The importance of age as a major factor influencing cytokine concentrations in a healthy paediatric population is further supported by the fact that sex, body weight and vitamin D concentration play only a minor role, as shown by fewer significant associations with cytokine concentrations. Some of those associations may even be confounded by a correlation with age, which was however weak for all three variables. Moreover, the large inter-individual variability in cytokine concentrations is also remarkable and further highlights that in addition to age up to 25% of the variability may be a result of the individuals’ personal immune response.

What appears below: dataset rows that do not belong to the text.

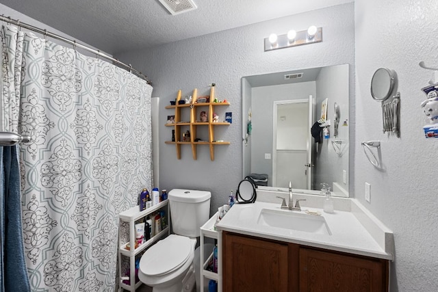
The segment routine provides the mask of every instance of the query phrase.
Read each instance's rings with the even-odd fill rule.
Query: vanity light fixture
[[[320,42],[322,42],[322,27],[312,25],[304,31],[296,31],[292,29],[280,36],[272,34],[264,40],[265,51]]]
[[[289,43],[292,44],[295,42],[295,38],[296,38],[296,31],[294,29],[291,29],[287,31],[287,40],[289,40]]]
[[[315,34],[316,34],[317,31],[318,29],[315,25],[312,25],[311,27],[309,27],[309,29],[307,29],[307,38],[309,40],[313,40],[313,38],[315,38]]]

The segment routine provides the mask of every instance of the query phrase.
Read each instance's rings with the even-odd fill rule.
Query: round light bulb
[[[276,39],[277,39],[277,36],[276,36],[276,34],[271,34],[271,35],[269,36],[269,42],[270,42],[272,44],[274,44],[276,43]]]
[[[295,40],[295,37],[296,37],[296,31],[294,29],[287,31],[287,38],[289,41]]]
[[[316,34],[318,28],[316,28],[315,25],[312,25],[311,27],[309,27],[309,29],[307,29],[307,36],[309,37],[309,38],[313,38],[315,34]]]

For comparison of results from our study with other studies it is important to acknowledge that age-specific percentiles will be best applicable to studies using similar in-vitro conditions. In addition, results from different assays and platforms to quantify cytokines have been shown to vary considerable and therefore absolute concentrations determined in this study are best comparable to those using the same assays and detection platform[46]. Despite this, it is likely that trends and patterns remain unchanged, as has been shown in a study comparing cytokine concentrations measured with four different kits on two platforms[46].

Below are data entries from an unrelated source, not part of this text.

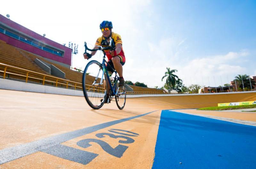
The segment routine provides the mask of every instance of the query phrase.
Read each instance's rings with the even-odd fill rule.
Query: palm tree
[[[174,89],[177,84],[177,81],[179,79],[177,76],[173,74],[173,73],[177,71],[176,69],[171,70],[170,68],[166,68],[167,71],[164,73],[165,75],[162,77],[162,81],[165,77],[166,79],[166,84],[169,86],[170,90]]]
[[[247,75],[237,75],[235,77],[235,80],[238,83],[238,86],[241,88],[250,88],[251,85],[252,86],[255,85],[254,80]]]

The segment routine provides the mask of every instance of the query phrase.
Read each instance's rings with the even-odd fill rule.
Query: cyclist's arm
[[[99,48],[99,47],[98,47],[98,45],[95,45],[94,46],[94,48],[93,48],[93,49],[98,49],[98,48]],[[95,55],[95,54],[96,54],[96,52],[97,52],[97,50],[96,51],[92,51],[92,53],[91,53],[91,55],[92,55],[92,56],[93,56],[93,55]]]
[[[118,55],[121,52],[122,49],[122,45],[121,43],[117,43],[116,45],[116,55]]]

A potential limitation of the study is that girls were underrepresented and therefore the influence of sex may be underestimated. It should also be kept in mind that girls were approximately two years older than boys as discussed above, and hence the observed sex effect might be introduced though a correlation with age and vice versa. The association of cytokine concentrations with vitamin D levels should also be interpreted with caution since vitamin D levels were higher in in younger children, likely as a result of standard supplementation recommendation in the first year of life. In addition, there were comparably fewer children in the first year of life included since parents were more reluctant for their children to take part in the study and blood sampling was more often unsuccessful. This might have impeded our ability to detect significant changes in concentrations within the narrow period of infancy/early childhood. We also acknowledge that the variability description for some of the cytokine concentrations may have been better characterized by alternative variability transformations (e.g. power transformations such as Box-Cox instead of log-transformation). Furthermore, the sample type, in-vitro stimulatory antigen and duration of stimulation are important factors potentially influencing cytokine concentrations and detectable patterns and therefore findings describing cytokine concentrations may not be applicable for other sample types or different in-vitro stimulatory conditions.

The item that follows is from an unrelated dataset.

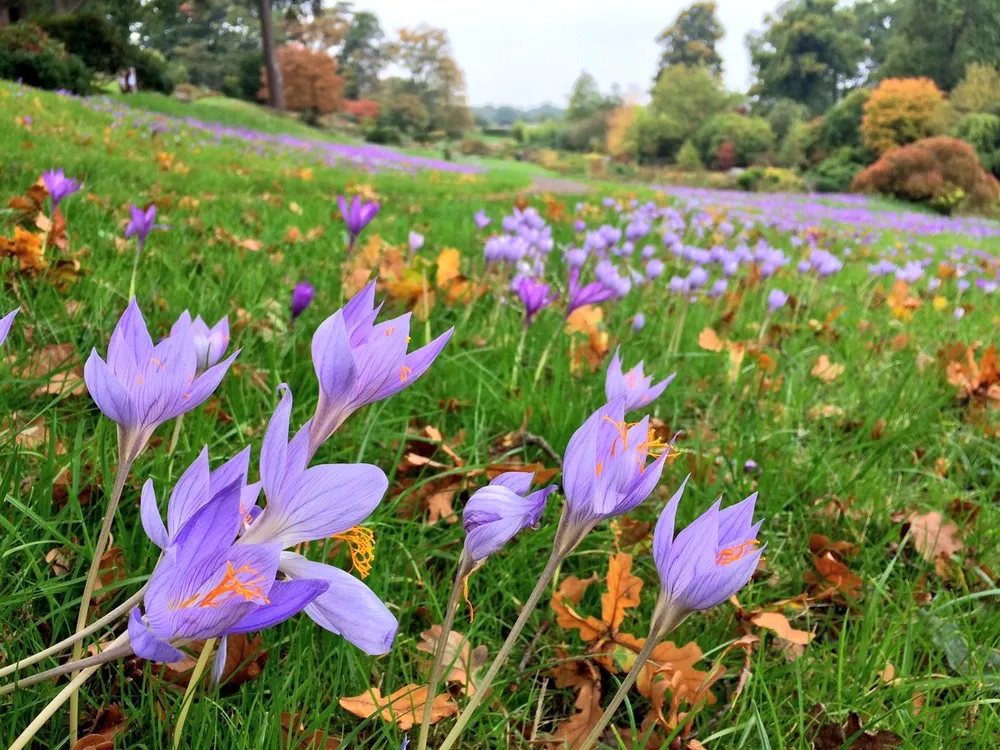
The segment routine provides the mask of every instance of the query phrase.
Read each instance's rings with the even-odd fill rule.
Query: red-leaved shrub
[[[944,211],[956,205],[981,210],[1000,198],[1000,183],[983,171],[975,149],[945,136],[887,151],[858,173],[851,190],[926,202]]]
[[[372,99],[346,99],[341,108],[345,115],[358,121],[378,117],[378,102]]]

In summary, the results confirm the concept of age-association for cytokine release and highlight the complexity of immune maturation in childhood. Despite large inter-individual variation of cytokine concentrations age was identified as the strongest influencing factor among the investigated demographic and laboratory variables. Age-specific normal values therefore need to be considered for cytokine-based diagnostic purposes. In addition, these findings are relevant for the development of novel cytokine-based diagnostic tools and for optimal dosing of therapeutic agents targeting cytokines in childhood.